To be more precise, I think we both agree that the error occurs when the face is very close to the camera. In that case, the face is filling a big part of the image and the size of the bounding box given by the detection network is huge. I could check this size and compare it to a threshold. If the size is above the threshold (meaning the face is too close to the camera), I could simply not used used the image manip node and wait for the next frame to process. From the application point of view, it would be considered exactly as if the body has not been detected.
Thoughts ? What would be the impact for your application ? Would it be acceptable that for frames where the face is too close to the camera, we consider that the body is not detected ?

I am very happy to have the same idea as you, and I tried to modify the script file to eliminate the above problems on the same day, and obtained a certain threshold through many experiments, such as the following pictures as a reference, I hope your code can be updated and modified externally The threshold method temporarily lets the code run normally first, at least without crashing.
if rr.size.width > 4 or rr.size.height > 7: send_result(0) send_new_frame_to_branch = 1 ${_TRACE}("Avoid troubleshooting") continue
script_1

I have tested the threshold value, and now I provides it to you @geaxgx

  1. When an error occurs (big face), rr.size.width is generally 8, and rr.size.height is generally 15.
  2. The rr.size.width is generally around 0-1 and the rr.size.height is generally around 0-1 when the whole body skeleton is used.
  3. For the half body skeleton, rr.size.width is generally around 3.4, and rr.size.height is generally around 4.5.6.

When the human body gets closer to the camera, rr.size.width and rr.size the faster the height increases, and when it reaches a certain dangerous value, an error will be reported.

At present, I am constantly testing the camera every day to see if there is a problem again. If there is a problem, I will contact you and work with you to solve it. You and I have been replying frequently. I hope you are happy every day.

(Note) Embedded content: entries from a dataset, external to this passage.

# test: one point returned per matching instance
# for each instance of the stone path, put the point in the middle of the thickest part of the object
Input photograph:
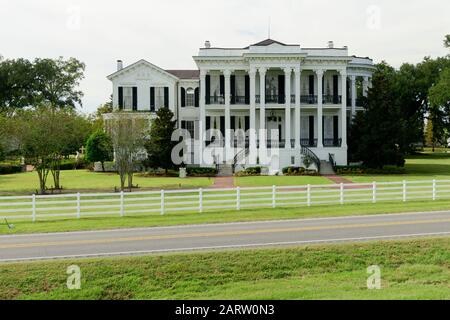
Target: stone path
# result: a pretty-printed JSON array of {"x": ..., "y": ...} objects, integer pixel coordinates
[{"x": 223, "y": 182}]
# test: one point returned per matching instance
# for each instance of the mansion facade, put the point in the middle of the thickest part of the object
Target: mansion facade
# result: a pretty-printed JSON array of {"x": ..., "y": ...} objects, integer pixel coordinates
[{"x": 296, "y": 100}]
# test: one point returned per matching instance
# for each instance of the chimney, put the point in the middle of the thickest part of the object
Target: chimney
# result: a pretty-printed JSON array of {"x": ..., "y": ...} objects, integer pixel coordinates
[{"x": 119, "y": 65}]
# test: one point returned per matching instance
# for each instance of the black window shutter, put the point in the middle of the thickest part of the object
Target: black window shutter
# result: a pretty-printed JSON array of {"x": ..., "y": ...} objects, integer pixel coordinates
[
  {"x": 335, "y": 129},
  {"x": 281, "y": 86},
  {"x": 120, "y": 98},
  {"x": 222, "y": 85},
  {"x": 233, "y": 89},
  {"x": 197, "y": 97},
  {"x": 152, "y": 99},
  {"x": 335, "y": 89},
  {"x": 247, "y": 89},
  {"x": 183, "y": 97},
  {"x": 134, "y": 98},
  {"x": 311, "y": 84},
  {"x": 222, "y": 125},
  {"x": 208, "y": 89},
  {"x": 166, "y": 97},
  {"x": 311, "y": 130},
  {"x": 208, "y": 123}
]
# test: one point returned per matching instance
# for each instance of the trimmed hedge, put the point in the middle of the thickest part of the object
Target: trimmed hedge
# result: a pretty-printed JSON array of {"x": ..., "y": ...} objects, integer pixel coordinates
[
  {"x": 298, "y": 171},
  {"x": 251, "y": 171},
  {"x": 359, "y": 170},
  {"x": 201, "y": 172},
  {"x": 10, "y": 169}
]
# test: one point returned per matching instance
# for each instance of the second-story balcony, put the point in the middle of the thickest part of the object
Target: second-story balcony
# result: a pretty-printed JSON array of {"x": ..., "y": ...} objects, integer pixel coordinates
[{"x": 332, "y": 99}]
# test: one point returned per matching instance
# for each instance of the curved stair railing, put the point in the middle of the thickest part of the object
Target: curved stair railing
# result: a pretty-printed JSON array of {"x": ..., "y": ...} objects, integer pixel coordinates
[
  {"x": 308, "y": 152},
  {"x": 241, "y": 155}
]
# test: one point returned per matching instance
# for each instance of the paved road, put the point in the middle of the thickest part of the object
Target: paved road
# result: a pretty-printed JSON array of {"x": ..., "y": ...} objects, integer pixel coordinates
[{"x": 221, "y": 236}]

Thank you for your contribution @shamus333 ! I appreciate a lot !
I will test on my side too.
Two quick remarks come to my mind:

  • given the way rr.size.height is calculated from rr.size.width, comparing rr.size.width with a threshold is probably enough;
  • rr.size.width is a normalized value, so there is a chance that the threshold you have found for rr.size.width (below 8) works well for the image size you are working with (1152x648 if you are using the default image size). If you work with a bigger image size (can be set with --internal_frame_height argument), the image manip node will need more memory to do the same job. In that case, possibly the error will happen. I need to check that :-)

I did some tests with a bigger image size (1792x1008) and I confirm my second remark above: I get error with smaller rr.size.width values (around 4.5).
Sometimes the error message is the same as above: [error] Not possible to create warp params. Error: WARP_SWCH_ERR_CACHE_TO_SMALL
But sometimes the error is different: [critical] Fatal error. Please report to developers. Log: 'ResourceLocker' '358'

I am going to reopen the issue with luxonis.